Researchers have shown how emotional disposition is correlated with problematic use of alcohol, wherein if the reason for alcohol consumption is positive, the user is thought to drink to enhance positive feelings with greater control of the substance than if the user's emotional disposition prior to alcoholic consumption was negative. In these cases, the individual is drinking to cope and is shown to have less control over his/her own use. Alcohol mediates negative feelings by their suppression but also encourages the habituated continuance of positive emotion. Recovering alcoholics often report that the reason for relapse is often related to the impulse to compensate for negative feelings, resulting in a motivation to cope and therefore drink.

=== Evolutionary mismatch ===
Drugs such as nicotine, cocaine, alcohol, tetrahydrocannabinol, and opium artificially stimulate the emotions and neural circuits involved in the mesolimbic reward system, thus encouraging drug consumption despite any negative side-effects. The hijack hypothesis suggests that drugs are effective hijackers of neural reward circuitry (e.g. the mesolimbic dopamine system) because they are evolutionarily novel. Specifically proposing that modern-day drug concentrations, methods of delivery, and the existence of certain drugs themselves were not available until recently on an evolutionary time scale, and thus human biology has been slow to adapt and is presently mismatched and susceptible.
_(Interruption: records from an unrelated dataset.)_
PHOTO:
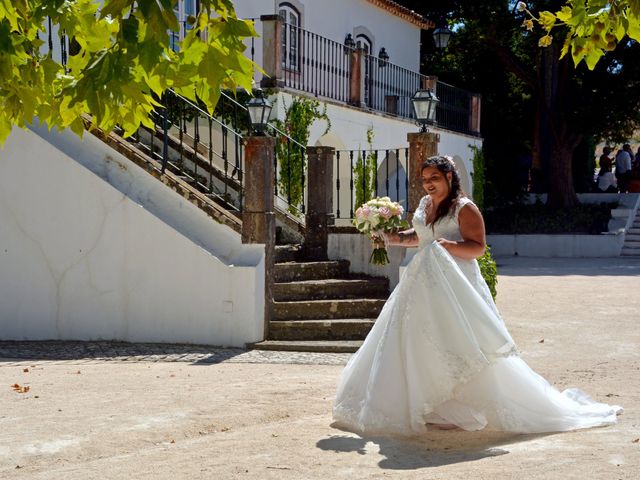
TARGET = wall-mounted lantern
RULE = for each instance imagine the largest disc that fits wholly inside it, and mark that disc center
(259, 109)
(424, 106)
(383, 58)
To explain how drugs increase dopamine and cause positive emotions while at the same time lowering reproductive fitness, researchers posited that evolutionarily novel drugs hijack the brain's mesolimbic dopamine system and generate a false positive signal of a fitness benefit as well as inhibiting negative effects, to signal a lack of negative fitness consequences. Modern drug addiction fundamentally indicates a false increase of fitness, leading to increasing substance addiction to continue gain, even if the gain is realized as being false. That these drugs create a signal in the brain that indicates, falsely, the arrival of a huge fitness benefit which changes behavioral propensities so that drug-seeking increases in frequency and displaces adaptive behaviors. Proponents of the hijack hypothesis suggest that the paradox of drug reward is due to this evolutionary mismatch, that extant access to psychoactive drug concentrations and products are unmatched by those that existed in the past.
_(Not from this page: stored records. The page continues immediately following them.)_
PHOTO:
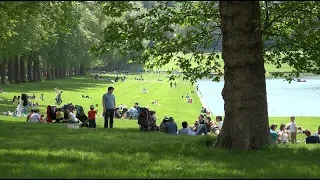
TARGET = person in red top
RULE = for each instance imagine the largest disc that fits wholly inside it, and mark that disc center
(92, 117)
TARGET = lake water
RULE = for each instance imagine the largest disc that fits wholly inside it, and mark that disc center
(284, 99)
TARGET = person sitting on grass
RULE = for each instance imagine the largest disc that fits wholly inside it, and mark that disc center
(283, 134)
(171, 127)
(34, 117)
(186, 130)
(59, 115)
(72, 120)
(92, 117)
(163, 124)
(311, 139)
(144, 90)
(58, 98)
(220, 122)
(274, 135)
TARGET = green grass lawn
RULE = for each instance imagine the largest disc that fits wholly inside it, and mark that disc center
(49, 150)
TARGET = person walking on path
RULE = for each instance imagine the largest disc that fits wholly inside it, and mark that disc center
(109, 105)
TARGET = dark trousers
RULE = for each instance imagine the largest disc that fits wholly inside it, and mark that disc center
(108, 114)
(92, 123)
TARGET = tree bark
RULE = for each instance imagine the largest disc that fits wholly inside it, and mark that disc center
(57, 73)
(16, 70)
(3, 72)
(29, 67)
(22, 70)
(49, 75)
(35, 75)
(10, 71)
(246, 123)
(70, 71)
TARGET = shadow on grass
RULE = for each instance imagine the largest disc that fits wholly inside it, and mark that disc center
(54, 151)
(67, 84)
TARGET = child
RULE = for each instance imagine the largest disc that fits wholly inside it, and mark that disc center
(59, 115)
(92, 117)
(293, 129)
(72, 120)
(42, 118)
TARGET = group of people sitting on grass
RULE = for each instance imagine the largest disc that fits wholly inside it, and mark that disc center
(288, 133)
(202, 126)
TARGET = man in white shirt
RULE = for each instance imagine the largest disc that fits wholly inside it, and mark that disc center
(35, 117)
(220, 122)
(293, 129)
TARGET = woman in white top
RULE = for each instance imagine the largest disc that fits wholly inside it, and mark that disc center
(283, 134)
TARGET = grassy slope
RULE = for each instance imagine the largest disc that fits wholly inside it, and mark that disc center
(54, 151)
(268, 67)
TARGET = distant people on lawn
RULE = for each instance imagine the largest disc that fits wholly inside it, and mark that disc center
(311, 139)
(92, 117)
(109, 105)
(293, 130)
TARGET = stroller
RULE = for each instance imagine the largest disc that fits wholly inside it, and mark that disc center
(82, 116)
(51, 113)
(145, 121)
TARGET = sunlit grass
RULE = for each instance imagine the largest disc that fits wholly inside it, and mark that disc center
(51, 150)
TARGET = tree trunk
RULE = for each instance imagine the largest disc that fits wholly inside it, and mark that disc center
(38, 72)
(246, 123)
(29, 67)
(16, 70)
(35, 76)
(49, 75)
(53, 72)
(22, 70)
(3, 72)
(70, 71)
(10, 71)
(57, 73)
== The paradox of drug reward ==

Why do humans seek out and consume drugs that harm them? The paradox of drug reward refers to the puzzling ability of drugs to induce both aversive and rewarding effects. Despite contention on the particulars of dopamine-induced reward and behavior, there is agreement that dopamine plays an instrumental role in the processing of reward-related stimuli and that drug-induced dopamine stimulation explains at least some part of substance use phenomena. And still, almost all major recreational drugs are plant secondary metabolites or a close chemical analog. The secondary plant compounds from which psychoactive drugs are derived are a form of interspecies defense chemicals that evolved to deter and/or mitigate consumption of the plant soma by herbivores/insects. The compounds from which psychoactive drugs are derived evolved to punish herbivore consumption, not reward it.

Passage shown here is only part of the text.